Following in the footsteps of my fathers and their fathers before them, I became the fourth generation McPherson Gogin to attend St. Ignatius College Preparatory. Again, my high school experience was like many other hormonal teen girls’ high school experiences. It sucked. Acne, hormones, boys, college, SATs, musicals, proms, sporting tournaments. You name it; I went through it – with my dads’ support every step of the way.
Sarah Gogin, 24
I live in a home with two women who love each other very much. I call them my mothers. There is nothing wrong with the way they live or the way they raise their children. I have proof of this. I’ve seen it in the morning when my mothers are trying to get the three of us out the door for school. I’ve also seen it when they work together at our bakery and café as a family.
Gabrielle Benham
“having gay parents has changed [his] life for the better,” that he is “more aware,” “much more accepting,” and “more sensitive to differences in the world.
Matthew Lannon, 12
Their relationship, which started when I was 7 years old, was such an important example of what a loving, committed relationship should look like that I never thought to question it. I never knew to be embarrassed if someone looked at our family differently, or to worry if my friend coming to my Dad’s with me for the weekend would be uncomfortable. I just knew we’d have fun, watch the Golden Girls and play some board games (competitively)
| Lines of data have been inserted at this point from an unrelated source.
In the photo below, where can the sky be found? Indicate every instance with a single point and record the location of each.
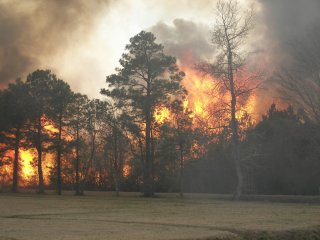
(81, 41)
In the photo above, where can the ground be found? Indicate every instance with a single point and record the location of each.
(130, 216)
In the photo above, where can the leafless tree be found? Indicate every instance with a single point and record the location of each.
(229, 36)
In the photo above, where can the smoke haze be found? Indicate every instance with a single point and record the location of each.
(33, 33)
(82, 40)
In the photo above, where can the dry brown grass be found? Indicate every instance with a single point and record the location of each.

.....How can they tell me that my family doesn’t count? That the relationship between my two dads that I have not only learned from and cherished, but also reaped the benefits of, isn’t acknowledged on the federal level? That the love they share isn’t deserving of the same protection and laws that a man and a woman receive?
Ella Robinson
“I consider my mom’s partner my stepmom. But society does not. My school doesn’t. My doctor doesn’t. Sometimes my friend’s parents don’t either. So that leaves me in a strange position. My family doesn’t mean to other people what it means to me. I am stuck saying ‘my mom’s partner’ or ‘my mom’s girlfriend,’ when, really, I should have the right to call her ‘my stepmom.’ ”
Samuel Putnam-Ripley
How could the free society that raised me and taught me everything that I know, now deny me my other foundation, a family that is recognized and protected as such? It felt like a slap in the face from my country. I had never asked for validation, but blatant exclusion hurts.
Tsipora Prochovnick
It doesn’t bother me to tell kids my parents are gay. It does bother me to say they aren’t married. It makes me feel that our family is less than a family.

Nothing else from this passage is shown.